Pushing for more understanding among religions, the Ahmadiyya Muslim Community of Albany held an interfaith symposium on Sunday, Jan. 30, at the Hindu Community Center on Albany-Shaker Road in Colonie with several religious leaders from the region participating.
The seminar, titled In Pursuit of Peace and Harmony, brought together religious leaders of Christian, Muslim, Hindu, Buddhist, Jewish and Sikh backgrounds with the goal of promoting social and spiritual peace,
Paul Monshin, founder of the Tendai Buddhist Institute in Canaan, said he believes the country is going through a phase of Islamophobia, but, he said, at some point the focus could shift, making Buddhists or Jews into scapegoats.
"People are trying to find someone at fault," he said. "They [Muslims] seem to be a handy target."
Monshin acknowledged the many differences between faiths, but said that when one is attacked, then all of them are, creating a sense of unity between them all.
"We live in a Christian society, and that's fine," he said. "Today, it happens to be Muslims. Tomorrow it could be Greek Orthodox."
Making a special visit to the region was Naseem Mahdi, national vice president and missionary-in-charge of the American branch of the Ahmadiyya Muslim Community. He believes that there is a level of distrust of Muslims in the United States and that holding such a conference is needed at this time.

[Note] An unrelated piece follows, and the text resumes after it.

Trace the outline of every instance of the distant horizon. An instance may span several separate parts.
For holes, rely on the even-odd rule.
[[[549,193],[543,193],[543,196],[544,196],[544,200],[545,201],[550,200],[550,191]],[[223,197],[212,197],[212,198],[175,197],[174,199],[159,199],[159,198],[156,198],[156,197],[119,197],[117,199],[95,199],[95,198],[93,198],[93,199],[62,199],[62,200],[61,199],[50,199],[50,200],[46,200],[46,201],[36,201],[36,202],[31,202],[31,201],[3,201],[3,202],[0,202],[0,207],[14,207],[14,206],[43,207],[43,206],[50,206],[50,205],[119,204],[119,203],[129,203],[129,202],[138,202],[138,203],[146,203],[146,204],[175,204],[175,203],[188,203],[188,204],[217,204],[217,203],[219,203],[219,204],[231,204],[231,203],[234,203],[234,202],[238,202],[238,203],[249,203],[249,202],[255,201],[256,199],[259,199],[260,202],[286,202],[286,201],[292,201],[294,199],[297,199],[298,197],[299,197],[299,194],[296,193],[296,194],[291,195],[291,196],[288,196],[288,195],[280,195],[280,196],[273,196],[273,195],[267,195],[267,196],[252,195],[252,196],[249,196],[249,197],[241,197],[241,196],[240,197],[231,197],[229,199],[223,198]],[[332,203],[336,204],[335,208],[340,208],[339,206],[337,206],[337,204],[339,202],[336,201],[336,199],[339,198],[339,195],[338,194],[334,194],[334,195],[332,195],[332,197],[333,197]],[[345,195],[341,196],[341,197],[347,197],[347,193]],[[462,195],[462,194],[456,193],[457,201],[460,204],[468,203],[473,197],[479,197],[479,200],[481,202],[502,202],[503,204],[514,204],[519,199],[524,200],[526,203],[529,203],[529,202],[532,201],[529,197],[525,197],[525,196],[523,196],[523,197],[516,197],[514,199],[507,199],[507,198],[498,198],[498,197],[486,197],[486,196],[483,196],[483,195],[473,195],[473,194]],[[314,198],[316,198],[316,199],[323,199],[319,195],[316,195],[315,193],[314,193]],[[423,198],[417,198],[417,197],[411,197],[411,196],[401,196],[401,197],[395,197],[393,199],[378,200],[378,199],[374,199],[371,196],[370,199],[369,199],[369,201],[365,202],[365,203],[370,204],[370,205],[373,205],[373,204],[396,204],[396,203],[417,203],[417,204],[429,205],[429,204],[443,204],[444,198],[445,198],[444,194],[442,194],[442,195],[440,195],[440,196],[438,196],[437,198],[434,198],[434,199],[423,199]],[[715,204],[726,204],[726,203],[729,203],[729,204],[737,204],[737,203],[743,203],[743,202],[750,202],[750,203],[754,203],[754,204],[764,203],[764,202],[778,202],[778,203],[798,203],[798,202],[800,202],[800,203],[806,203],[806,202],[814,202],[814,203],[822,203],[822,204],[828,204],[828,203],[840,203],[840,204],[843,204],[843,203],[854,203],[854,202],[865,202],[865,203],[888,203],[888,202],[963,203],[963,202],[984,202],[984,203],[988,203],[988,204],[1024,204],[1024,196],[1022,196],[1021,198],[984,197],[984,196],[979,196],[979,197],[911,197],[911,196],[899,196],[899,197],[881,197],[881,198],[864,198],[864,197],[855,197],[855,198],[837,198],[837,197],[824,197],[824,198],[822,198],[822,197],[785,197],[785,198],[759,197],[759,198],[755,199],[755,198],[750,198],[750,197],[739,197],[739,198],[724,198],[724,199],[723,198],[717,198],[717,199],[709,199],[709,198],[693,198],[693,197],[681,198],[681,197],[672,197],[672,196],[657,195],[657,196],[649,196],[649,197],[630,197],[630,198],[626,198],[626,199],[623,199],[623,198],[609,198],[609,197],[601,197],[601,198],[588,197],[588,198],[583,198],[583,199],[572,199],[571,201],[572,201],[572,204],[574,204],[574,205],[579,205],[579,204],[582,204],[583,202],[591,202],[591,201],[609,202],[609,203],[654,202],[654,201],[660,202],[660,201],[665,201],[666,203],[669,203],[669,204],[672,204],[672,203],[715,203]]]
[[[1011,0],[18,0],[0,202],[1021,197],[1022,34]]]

"They have fear," he said of some Americans. "When asked if they would like to have a Muslim as a neighbor, some said no. They questioned their loyalty."
Talking on the many common misconceptions regarding his faith, Mahdi said that the Quran, the sacred text of the Islamic religion, is about peace and harmony as opposed to violence. While there are passages about bloodshed and war, Mahdi said they should be taken in the full context of which they were intended.